Securitizeがニューヨーク証券取引所と提携し、トークン化証券市場を革新
2026年3月24日、Securitize, Inc.がIntercontinental Exchange傘下のニューヨーク証券取引所(NYSE)とトークン化証券市場の発展を支援するための覚書(MOU)を締結したことが発表されました。この連携により、双方は現実資産のデジタル化に向けた取り組みを強化することを目指しています。
Securitizeは、RWA(現実資産)のトークン化プラットフォームのリーダーとして位置付けられ、取り決めにより、NYSEのデジタル取引プラットフォームで初のデジタルトランスファーエージェントに指定されました。これにより、企業や上場投資信託(ETF)の発行者は、ブロックチェーン技術を活用した証券を発行できるようになり、透明性と信頼性を高めることが期待されています。
トークン化証券取引の新たなインフラ構築
MOUに基づき、NY証券取引所のプレジデント、リン・マーティン氏は、Securitizeとの連携が資本市場に新たな価値をもたらすと述べました。具体的には、トークン化証券取引をスムーズに行うためのオンチェーン決済を支援するプログラムの開発が進められます。さらに、トークン化証券のインフラに求められる運用上・技術上の要件を満たすための標準策定にも力を入れることとなります。
デジタル資産の信頼性と透明性を確保
Securitizeの共同創業者兼CEO、カルロス・ドミンゴ氏は、トークン化市場において必要な規制に準拠したインフラを構築していると強調し、NYSEとの協力を通じて性能や安全性が確保された市場構造の形成を目指すと述べました。この取り組みは、Securitizeの既存のプラットフォームの強みを活かし、所有権記録の確保やコーポレートアクションの支援を実現します。

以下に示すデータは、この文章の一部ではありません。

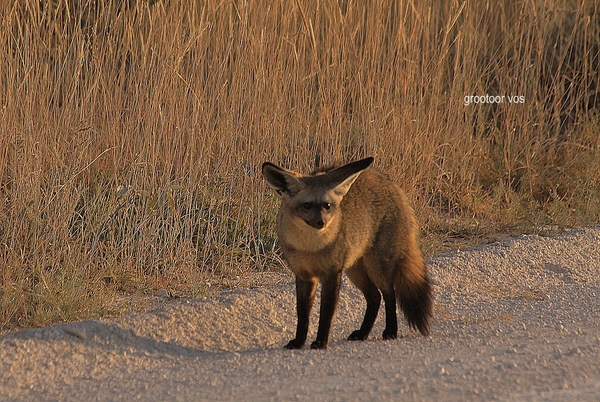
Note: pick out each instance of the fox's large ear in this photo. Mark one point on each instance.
(347, 174)
(281, 180)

その上で、今後はデジタル取引プラットフォームのブローカー・ディーラーとしても活動し、発行体主導型のトークン化証券の進化に寄与する予定です。Securitizeは、SEC登録のブローカー・ディーラー及びデジタルトランスファーエージェントとして、米国とEUにおいて規制環境に適合したサービスを提供しています。
Intercontinental Exchangeの目指す未来
Intercontinental Exchange, Inc.は、金融テクノロジーとデータを用いて資産クラスをつなぎ、透明性と効率性の向上を目指しています。近年のデジタル資産の潮流を受け、Securitizeとの連携は、ICEが新たな金融インフラの開発に先駆けた先導者であることを示しています。トークン化の普及は、資本市場の革新に繋がり、投資家により安全で信頼のおける取引方法を提供しています。
まとめ
Securitizeとニューヨーク証券取引所の提携によるこの動きは、トークン化証券市場において重要なマイルストーンとなるでしょう。デジタル名義書換代理人のインフラ構築は、今後の投資環境を大きく変える可能性があります。引き続き、Securitizeの動向に注目が集まることは間違いありません。